Quién más, quién menos salió a la calle a celebrar el nuevo año con un puñado de euros recién acuñados en el bolsillo. Y, sorprendentemente, todo no fue para bien.
Ese día, y durante algunos meses, aún pudimos pagar con la antigua divisa. Pero, de golpe y porrazo y sin aviso previo, la taza de café que hasta hace unas pocas horas costaba 105 pesetas pasó a costar 1,30 euros, más de 200. Y la entrada del cine, por la que el año anterior pagábamos en torno a 700 pesetas pasó a los cinco o seis euros, cerca de mil.
El país seguía siendo exactamente el mismo a casi todos los niveles. Pero, desde luego, los sueldos no se ajustaron ni se ajustan ni remotamente al nuevo orden de las cosas impuesto por el euro.

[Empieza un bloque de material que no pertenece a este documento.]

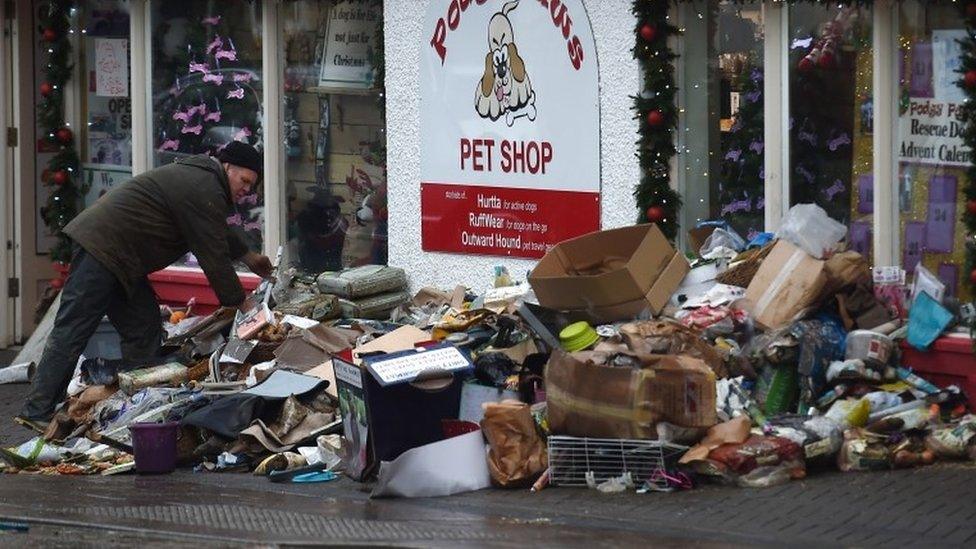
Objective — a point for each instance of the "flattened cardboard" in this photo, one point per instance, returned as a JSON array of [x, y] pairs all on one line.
[[788, 281], [593, 400], [612, 268]]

Y a la imparable subida de los precios de los pisos se unió un ascenso desmedido del coste de vida y un subsiguiente descenso del poder adquisitivo de la población en las ciudades.
De hecho, ha sido tal la locura con la que nos hemos manejado desde entonces, que recientemente quién más, quién menos, ha llegado a pagar dos euros por un café, o diez por una entrada de cine, para la sesión en 3D de la última de James Cameron, eso sí.
Con este prohibitivo contexto de fondo, y ejemplos aparte, se habla mucho últimamente de la posible introducción de los famosos "minijobs" alemanes en el mercado laboral español, como si tal hecho constituyese algo rompedor, intolerable y crítico para este país. Y ciertamente semejante medida no mejoraría la situación. Pero no hay motivo para rasgarse las vestiduras.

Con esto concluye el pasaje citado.